Начинали мы с глобального чтения, благо от старшего у меня остался целый чемоданчик «приданого» с карточками. Я показывала Теме слово, выведенное красным по белому, и говорила «мама». Предполагалось, что он должен запомнить визуальный образ и потом узнавать слово в тексте, как знакомое лицо в толпе.
«Мама», «папа», «дом», «глаза» висели на магнитной доске над детским столиком. От времени они выцвели и чуть посерели, но так и не стали родными.
Бросив глупости, мы стали учиться по-человечески: вот звук, вот два звука, вот слог, а вот и слово. Я рисовала мелом два столбика: «а» против «я», «у» против «ю»и проговаривала «ла» — «ля», «лу» — «лю».

— Смотри, — говорила я, — «у» делает согласную твердой, а «ю» мягкой. «Лук» и «люк»! Разница в одной букве — и получается совсем другое слово! Правда, здорово?

«У» я выводила голубым (твёрдое, как лёд), а «ю» розовым (мягкое, читай на улыбке). Сын смотрел. Ему было неинтересно.Потом тетушка принесла Теме «кассу букв». Кто учился в советской школе, должен помнить: к небольшой клеенчатой папочке с рядами прозрачных окошек прилагаются листы с буквами. Вечером, уложив всех спать, я брала ножницы и вырезала крохотные карточки. Я представляла, как мы сядем под настольной лампой плечо к плечу и соберём свое первое слово. Боже мой, какими только фантазиями не тешат себя отчаявшиеся родители!

Призрак Галины Николаевны бледнел и растворялся, на смену ему являлся другой — моего взрослого сына, безработного и бездомного. «А всё потому, что кто-то плохо учился в школе!»

В какой-то момент я вышла из игры — накачала отпрыску приложений. Там буквы кружились на карусели, прятались в мыльных пузырях и, лопаясь, рассыпались веселой радугой, а ответы комментировал нежный женский голос: «умница» или «попробуй ещё разок».

Пытливый читатель, наверное, ждёт признания, мол, всё-то я делала не так, а ларчик просто открывался. Нет, друзья, это же не рекламный текст.

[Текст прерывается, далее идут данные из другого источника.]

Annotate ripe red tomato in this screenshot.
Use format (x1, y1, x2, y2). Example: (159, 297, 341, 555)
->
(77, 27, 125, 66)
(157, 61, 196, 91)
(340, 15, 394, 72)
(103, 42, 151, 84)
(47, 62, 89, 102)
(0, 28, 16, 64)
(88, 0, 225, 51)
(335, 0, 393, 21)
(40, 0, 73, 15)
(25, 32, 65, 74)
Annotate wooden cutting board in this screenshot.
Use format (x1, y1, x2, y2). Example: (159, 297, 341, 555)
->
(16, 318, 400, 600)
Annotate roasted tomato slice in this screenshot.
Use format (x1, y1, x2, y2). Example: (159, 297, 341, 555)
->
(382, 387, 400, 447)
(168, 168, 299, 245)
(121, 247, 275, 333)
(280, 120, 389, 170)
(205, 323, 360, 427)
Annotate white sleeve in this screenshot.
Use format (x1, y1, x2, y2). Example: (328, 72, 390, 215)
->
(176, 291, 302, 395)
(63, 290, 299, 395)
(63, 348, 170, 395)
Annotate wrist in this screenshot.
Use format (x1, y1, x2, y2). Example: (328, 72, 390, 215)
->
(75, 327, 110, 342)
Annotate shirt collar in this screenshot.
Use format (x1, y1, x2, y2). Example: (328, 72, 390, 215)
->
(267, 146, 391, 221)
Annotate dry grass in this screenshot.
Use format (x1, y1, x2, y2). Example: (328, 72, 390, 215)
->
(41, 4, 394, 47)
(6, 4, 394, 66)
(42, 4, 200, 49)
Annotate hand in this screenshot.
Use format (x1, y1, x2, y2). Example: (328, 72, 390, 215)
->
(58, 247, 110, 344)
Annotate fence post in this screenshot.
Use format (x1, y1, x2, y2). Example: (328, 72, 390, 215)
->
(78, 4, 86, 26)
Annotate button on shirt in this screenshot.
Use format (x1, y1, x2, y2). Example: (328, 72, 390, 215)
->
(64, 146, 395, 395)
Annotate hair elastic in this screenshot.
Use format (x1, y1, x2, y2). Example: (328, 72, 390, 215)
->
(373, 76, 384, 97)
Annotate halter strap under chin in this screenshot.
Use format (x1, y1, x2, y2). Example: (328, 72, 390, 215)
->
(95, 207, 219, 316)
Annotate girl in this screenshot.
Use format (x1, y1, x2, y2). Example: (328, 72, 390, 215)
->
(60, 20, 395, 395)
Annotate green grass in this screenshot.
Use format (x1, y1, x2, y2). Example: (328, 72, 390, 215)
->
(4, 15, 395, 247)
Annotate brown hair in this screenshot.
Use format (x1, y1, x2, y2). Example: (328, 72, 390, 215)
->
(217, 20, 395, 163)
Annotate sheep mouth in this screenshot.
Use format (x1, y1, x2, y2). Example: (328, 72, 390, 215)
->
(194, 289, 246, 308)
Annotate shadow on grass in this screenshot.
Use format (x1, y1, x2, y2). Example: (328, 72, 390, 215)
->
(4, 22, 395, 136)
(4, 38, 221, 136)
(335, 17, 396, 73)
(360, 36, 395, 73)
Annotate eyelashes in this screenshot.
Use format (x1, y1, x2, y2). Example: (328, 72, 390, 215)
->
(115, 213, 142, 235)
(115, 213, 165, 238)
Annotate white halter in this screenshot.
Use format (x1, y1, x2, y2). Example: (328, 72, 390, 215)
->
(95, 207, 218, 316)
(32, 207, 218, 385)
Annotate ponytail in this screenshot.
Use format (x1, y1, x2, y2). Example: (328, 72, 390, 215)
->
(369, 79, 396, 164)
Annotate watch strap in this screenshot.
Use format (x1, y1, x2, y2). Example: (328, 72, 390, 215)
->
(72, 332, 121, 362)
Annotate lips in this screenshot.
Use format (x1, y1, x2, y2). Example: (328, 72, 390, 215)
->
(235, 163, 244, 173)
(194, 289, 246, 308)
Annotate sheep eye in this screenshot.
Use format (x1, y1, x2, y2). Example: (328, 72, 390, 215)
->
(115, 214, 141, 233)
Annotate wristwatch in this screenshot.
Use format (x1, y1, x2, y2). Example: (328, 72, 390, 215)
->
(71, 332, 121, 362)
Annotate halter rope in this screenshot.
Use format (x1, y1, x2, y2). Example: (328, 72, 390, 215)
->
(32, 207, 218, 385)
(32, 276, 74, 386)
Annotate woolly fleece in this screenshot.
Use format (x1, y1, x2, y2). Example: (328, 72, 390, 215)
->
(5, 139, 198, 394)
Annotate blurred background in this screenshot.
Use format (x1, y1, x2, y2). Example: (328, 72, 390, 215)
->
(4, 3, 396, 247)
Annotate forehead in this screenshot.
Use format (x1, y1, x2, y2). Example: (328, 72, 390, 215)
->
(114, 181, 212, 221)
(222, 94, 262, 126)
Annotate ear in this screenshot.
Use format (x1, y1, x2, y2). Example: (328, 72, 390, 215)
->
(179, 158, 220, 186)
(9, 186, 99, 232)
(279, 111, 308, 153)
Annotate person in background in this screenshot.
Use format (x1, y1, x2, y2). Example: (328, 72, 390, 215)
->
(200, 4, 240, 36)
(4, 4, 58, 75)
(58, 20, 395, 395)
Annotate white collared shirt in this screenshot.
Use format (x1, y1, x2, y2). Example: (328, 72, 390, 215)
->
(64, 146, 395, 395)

«Е-ле-на Пе-т-ро-в-на — по-ва-р», — читал Артём. «По вар» повторял он, одинаково ударяя на оба слога, и было понятно, что этот «повар» из одной компании с «по грибы — по ягоды.» Тогда почему без «ы»?

…Сегодня сын прочитал мне текст про Елену Петровну — повара в третий или четвертый раз. Да, мы ходим по кругу. Нормально прочитал — разжав зубы, полушепотом собирая слова из слогов как конструктор. И сказал: «Как быстро!» Вдохновленный новой победой, он умчался прочь и вернулся с табуреткой, на которой стоял поднос с чаем. Горячим, с тремя  ложками сахара.
— Размешал?
— Ага!

К чаю было земляничное печенье марки «Назад в детство». Клянусь!

Какая мораль? Если сын принесет мне двойку за технику чтения, я скажу ему: что ж, сын, можно за всю жизнь не научиться собирать камины, но это не помешает тебе наслаждаться красотой огня.

Я скажу ему это тихим, ласковым голосом тети Вали из передачи «В гостях у сказки» (у сорокалетних свои кумиры!), а потом вырву из головы все волосы, достану секундомер и превращусь в Галину Николаевну — чужую, страшную тётку. Потому что учение — свет, а неучение — тьма! А свет у нас где? правильно, в конце тоннеля — бесконечного, тёмного и опасного.